As a former wrestler in Ohio, I began every single season from the time I started competing as a fifth-grader with the goal of one day becoming a state qualifier.

It gave me - and countless of others in the sport - a reason to dig deeper each practice in order to answer the only question that mattered: Did you make state?

Being able to answer it with "yes" automatically bought you respect and put you in an exclusive club.

That hasn't been the case in recent years in Arizona for cross country and wrestling in Class 5A.

All varsity competitors automatically qualified for the state meet making a mockery of the process.

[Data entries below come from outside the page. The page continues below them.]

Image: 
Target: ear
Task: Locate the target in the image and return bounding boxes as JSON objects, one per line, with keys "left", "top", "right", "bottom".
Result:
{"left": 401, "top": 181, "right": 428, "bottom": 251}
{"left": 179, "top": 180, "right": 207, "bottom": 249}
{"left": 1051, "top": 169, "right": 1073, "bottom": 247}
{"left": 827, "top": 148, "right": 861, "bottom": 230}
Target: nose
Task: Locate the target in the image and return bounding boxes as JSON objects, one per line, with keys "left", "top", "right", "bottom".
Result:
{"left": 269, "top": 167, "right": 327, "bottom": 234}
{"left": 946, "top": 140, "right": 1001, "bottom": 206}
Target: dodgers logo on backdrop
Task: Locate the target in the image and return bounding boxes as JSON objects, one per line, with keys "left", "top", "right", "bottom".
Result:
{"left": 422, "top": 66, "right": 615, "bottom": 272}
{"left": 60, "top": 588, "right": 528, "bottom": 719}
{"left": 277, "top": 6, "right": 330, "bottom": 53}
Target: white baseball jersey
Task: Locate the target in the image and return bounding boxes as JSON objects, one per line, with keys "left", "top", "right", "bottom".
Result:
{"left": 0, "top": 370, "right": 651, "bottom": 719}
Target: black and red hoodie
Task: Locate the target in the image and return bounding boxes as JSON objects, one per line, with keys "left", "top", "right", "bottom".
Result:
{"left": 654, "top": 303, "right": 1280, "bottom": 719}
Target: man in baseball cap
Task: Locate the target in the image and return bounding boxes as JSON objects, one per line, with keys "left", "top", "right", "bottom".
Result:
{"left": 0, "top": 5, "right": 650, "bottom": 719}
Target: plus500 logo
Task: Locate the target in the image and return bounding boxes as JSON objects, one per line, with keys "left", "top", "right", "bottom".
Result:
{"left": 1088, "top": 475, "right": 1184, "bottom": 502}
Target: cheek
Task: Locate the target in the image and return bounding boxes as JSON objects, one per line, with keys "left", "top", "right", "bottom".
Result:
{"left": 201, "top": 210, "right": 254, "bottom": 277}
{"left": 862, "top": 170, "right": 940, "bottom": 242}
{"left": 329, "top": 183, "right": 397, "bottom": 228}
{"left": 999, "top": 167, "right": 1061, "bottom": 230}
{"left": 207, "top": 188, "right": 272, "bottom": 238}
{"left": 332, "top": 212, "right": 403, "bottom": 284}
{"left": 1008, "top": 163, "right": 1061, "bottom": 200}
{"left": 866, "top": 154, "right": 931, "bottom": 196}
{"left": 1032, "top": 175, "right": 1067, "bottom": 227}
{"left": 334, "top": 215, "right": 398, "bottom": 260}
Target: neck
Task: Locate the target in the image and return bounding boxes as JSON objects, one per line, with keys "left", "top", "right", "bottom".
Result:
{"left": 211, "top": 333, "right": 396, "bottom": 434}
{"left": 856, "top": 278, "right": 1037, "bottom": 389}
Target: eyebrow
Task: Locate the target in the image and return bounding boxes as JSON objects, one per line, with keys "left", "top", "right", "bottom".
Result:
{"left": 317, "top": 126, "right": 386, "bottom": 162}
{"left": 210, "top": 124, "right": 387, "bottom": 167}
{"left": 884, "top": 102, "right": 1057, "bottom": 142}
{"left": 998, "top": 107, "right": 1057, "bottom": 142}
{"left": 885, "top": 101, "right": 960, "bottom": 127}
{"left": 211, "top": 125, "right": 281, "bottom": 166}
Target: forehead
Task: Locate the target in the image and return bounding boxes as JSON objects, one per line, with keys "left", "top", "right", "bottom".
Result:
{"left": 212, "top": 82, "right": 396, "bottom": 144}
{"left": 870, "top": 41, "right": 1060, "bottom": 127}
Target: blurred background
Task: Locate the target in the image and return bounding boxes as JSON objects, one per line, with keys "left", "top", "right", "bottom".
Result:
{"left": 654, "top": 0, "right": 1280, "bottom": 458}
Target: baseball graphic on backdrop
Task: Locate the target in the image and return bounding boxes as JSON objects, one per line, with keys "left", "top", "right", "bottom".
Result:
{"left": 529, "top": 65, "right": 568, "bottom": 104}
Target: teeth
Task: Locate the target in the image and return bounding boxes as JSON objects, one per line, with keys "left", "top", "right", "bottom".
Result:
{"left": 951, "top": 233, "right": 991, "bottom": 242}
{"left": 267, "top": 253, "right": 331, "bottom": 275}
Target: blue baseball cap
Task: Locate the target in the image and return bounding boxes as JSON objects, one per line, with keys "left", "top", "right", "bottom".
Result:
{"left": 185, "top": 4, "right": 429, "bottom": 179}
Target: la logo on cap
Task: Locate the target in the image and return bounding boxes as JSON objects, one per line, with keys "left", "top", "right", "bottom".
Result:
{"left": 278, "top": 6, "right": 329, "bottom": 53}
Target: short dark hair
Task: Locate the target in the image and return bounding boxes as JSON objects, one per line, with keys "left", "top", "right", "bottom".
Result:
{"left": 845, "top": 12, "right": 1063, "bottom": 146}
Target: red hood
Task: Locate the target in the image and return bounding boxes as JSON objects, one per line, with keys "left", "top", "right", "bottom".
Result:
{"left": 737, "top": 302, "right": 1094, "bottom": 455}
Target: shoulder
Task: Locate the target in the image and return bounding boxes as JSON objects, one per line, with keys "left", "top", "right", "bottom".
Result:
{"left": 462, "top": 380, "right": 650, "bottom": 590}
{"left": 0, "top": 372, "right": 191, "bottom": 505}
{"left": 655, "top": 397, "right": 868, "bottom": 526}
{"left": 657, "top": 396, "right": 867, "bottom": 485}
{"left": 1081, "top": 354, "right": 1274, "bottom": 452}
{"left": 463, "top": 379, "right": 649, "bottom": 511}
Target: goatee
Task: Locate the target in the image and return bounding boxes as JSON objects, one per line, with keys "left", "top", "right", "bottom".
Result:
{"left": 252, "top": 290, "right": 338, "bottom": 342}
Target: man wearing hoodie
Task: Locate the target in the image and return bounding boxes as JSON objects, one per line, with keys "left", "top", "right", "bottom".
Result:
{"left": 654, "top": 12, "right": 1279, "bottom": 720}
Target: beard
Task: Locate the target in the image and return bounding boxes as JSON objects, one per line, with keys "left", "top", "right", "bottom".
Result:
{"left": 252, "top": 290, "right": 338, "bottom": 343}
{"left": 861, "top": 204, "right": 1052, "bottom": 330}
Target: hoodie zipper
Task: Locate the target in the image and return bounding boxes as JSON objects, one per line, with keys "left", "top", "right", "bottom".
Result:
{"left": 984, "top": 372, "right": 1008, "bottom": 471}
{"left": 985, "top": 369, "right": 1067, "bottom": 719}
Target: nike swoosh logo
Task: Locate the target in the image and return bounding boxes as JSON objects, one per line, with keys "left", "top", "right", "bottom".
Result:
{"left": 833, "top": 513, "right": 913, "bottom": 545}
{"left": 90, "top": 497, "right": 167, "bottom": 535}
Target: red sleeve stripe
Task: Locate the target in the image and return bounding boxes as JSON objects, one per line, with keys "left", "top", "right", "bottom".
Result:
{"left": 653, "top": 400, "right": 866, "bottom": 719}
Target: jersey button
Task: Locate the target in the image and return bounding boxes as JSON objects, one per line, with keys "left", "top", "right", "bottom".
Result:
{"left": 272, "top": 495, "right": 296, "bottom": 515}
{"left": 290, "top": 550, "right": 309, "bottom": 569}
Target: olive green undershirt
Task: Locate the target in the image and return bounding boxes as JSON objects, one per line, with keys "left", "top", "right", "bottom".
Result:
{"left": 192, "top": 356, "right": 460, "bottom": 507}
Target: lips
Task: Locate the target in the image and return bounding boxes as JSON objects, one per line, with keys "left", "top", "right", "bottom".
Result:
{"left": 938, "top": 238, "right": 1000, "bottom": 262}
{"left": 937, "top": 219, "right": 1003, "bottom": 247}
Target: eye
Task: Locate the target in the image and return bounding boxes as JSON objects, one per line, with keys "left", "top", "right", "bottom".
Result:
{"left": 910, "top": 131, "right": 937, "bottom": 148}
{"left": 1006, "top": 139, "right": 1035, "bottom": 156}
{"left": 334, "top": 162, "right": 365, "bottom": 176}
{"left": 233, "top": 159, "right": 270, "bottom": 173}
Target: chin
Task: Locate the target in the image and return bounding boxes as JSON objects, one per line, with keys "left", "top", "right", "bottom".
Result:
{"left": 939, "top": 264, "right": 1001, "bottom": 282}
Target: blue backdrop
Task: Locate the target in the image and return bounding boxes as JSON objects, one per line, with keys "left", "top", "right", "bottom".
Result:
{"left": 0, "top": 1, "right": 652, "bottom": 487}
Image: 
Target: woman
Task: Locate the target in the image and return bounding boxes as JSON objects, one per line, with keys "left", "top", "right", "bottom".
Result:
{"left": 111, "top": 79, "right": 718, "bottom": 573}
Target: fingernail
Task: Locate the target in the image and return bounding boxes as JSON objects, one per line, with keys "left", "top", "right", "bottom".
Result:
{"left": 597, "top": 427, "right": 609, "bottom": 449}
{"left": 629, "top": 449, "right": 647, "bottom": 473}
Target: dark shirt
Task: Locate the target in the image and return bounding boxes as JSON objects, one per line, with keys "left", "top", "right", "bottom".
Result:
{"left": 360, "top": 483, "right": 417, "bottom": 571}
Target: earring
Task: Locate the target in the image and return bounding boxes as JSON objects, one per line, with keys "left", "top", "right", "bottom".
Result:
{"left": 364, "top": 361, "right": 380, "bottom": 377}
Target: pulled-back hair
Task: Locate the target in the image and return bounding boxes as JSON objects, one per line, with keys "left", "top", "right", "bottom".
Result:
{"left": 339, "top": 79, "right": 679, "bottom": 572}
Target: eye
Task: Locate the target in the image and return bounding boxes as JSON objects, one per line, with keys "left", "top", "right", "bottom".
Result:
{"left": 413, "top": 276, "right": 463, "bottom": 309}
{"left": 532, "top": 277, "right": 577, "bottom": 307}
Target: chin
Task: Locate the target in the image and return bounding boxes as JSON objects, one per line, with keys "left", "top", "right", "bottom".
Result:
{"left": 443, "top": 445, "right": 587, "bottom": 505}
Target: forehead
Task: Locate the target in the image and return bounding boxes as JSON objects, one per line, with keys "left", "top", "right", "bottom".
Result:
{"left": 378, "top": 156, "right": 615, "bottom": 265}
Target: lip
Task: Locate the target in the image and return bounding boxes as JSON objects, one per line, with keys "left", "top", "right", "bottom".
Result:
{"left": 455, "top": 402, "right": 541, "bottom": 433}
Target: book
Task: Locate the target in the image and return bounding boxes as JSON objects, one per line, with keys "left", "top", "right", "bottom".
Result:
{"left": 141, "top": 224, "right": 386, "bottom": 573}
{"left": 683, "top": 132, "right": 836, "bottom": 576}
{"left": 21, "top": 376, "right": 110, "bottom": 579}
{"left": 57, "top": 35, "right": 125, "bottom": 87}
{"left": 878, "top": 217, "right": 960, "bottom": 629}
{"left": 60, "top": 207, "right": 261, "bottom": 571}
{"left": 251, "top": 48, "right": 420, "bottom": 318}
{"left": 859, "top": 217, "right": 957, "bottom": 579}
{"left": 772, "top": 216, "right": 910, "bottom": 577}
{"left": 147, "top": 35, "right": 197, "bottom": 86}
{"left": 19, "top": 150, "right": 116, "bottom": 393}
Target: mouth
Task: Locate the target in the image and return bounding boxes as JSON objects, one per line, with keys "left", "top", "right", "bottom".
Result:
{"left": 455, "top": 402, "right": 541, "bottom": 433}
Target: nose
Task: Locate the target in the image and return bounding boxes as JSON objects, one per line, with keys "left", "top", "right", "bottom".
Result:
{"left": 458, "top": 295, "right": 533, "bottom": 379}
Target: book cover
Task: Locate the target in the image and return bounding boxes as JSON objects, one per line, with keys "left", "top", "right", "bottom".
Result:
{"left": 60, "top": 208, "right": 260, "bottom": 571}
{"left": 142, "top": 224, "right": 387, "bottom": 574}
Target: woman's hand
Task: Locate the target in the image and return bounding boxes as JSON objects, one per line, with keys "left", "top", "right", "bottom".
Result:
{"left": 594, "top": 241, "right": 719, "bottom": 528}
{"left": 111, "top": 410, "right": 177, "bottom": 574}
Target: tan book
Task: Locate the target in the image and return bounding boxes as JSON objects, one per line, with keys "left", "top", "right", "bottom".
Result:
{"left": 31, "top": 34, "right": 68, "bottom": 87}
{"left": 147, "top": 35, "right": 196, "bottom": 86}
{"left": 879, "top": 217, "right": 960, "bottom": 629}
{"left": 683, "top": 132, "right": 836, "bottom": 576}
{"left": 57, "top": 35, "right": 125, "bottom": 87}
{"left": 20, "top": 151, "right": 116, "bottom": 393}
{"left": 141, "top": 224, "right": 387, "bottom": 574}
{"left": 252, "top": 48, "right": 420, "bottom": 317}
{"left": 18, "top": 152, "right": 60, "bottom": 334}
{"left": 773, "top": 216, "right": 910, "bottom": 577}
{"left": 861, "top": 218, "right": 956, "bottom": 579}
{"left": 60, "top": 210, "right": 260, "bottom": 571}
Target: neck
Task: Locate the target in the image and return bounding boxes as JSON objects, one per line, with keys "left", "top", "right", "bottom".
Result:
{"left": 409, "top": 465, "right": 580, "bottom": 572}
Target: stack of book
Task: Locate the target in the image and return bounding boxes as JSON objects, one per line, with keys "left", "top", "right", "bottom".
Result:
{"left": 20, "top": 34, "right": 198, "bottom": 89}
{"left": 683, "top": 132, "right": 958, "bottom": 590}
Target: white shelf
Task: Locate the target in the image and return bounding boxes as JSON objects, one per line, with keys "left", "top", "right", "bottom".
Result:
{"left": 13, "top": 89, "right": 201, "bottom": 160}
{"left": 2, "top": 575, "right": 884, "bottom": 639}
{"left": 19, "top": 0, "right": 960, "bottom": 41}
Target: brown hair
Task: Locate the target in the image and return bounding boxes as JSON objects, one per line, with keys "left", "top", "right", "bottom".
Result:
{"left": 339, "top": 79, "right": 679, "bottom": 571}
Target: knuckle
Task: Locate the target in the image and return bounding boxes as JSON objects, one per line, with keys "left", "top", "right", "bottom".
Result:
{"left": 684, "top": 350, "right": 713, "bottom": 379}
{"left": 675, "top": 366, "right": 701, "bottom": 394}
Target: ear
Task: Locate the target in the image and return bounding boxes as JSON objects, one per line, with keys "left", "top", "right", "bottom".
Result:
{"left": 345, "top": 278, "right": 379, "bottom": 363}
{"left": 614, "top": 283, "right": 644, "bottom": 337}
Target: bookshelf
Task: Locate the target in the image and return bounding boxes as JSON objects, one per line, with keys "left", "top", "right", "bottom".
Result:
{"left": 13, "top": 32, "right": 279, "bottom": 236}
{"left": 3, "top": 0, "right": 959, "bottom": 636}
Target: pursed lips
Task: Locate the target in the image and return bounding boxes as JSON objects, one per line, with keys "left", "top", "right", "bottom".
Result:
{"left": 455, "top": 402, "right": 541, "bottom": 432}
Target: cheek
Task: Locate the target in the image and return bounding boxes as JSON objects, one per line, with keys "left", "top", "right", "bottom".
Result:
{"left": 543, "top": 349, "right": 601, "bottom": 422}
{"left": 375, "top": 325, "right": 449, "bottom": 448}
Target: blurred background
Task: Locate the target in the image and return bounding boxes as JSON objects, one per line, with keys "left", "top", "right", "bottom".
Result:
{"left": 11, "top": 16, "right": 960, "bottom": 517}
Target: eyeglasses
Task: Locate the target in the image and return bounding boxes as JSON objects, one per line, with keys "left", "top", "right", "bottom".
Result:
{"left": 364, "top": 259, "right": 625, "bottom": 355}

It was a terrible idea that crowded the course with individuals that didn't deserve to compete at the state's highest level or turned wrestlers into human first-round forfeits for a higher seeded wrestler.

A state event should be reserved for the very best; not just anyone who had the ability to lace a pair of running shoes or snap on headgear.

That's why I love the fact that the Arizona Interscholastic Association has completely overhauled the way individual state tournaments are conducted.

The laughing can stop, the head shaking will lessen and the college recruiters will have a better idea of who to focus on now that the changes have been made.

The biggest loser in all of this might be the Kukulski Brothers, the company that the AIA has a contract with for their entire trophy needs because the order is going to be a whole lot less this season.

As a whole the decision to reduce the number of region and state tournaments is viewed as a positive step.

The AIA did it mostly for financial reasons - it's a 21 percent reduction across the board - as fewer venues need to be rented, fewer trophies need to be bought, less travel is made and the total number of events for individual and team tournaments has been curtailed from 1,577 to 1,251 for 14 sports.

That's all well and good. In these times everyone needs a financial break. Save as much money as possible and do some good with it.

Additionally, being an Arizona state champion will also be held in a higher regard to recruiters now that the state title isn't a watered down sham.

I have talked to numerous college recruiters for wrestling over the years. Several of them said Arizona state champions can sometimes become an afterthought because there were too many (six per weight class) of them to look at.

If they didn't compete in national events they rarely got a sniff because winning a state tournament in Arizona was the equivalent of winning a regular season tournament in other states.

Arizona has 186 wrestling schools, including Mountain Pointe and Desert Vista, and in previous years there were six divisions, meaning a state champion was the best out of about 30 other competitors at most.

When comparing that to California (where one state champion is named for the entire state), Ohio (700 schools/three state champions) and other wrestling rich states it used to be laughable.

Now that changes with this improved process. There will now be three state champions per weight class and the field is determined by sectional tournaments.

In other words, they will have to earn their way to being a state qualifier.

And from this point forward it doesn't ring hollow. They will be part of an exclusive club.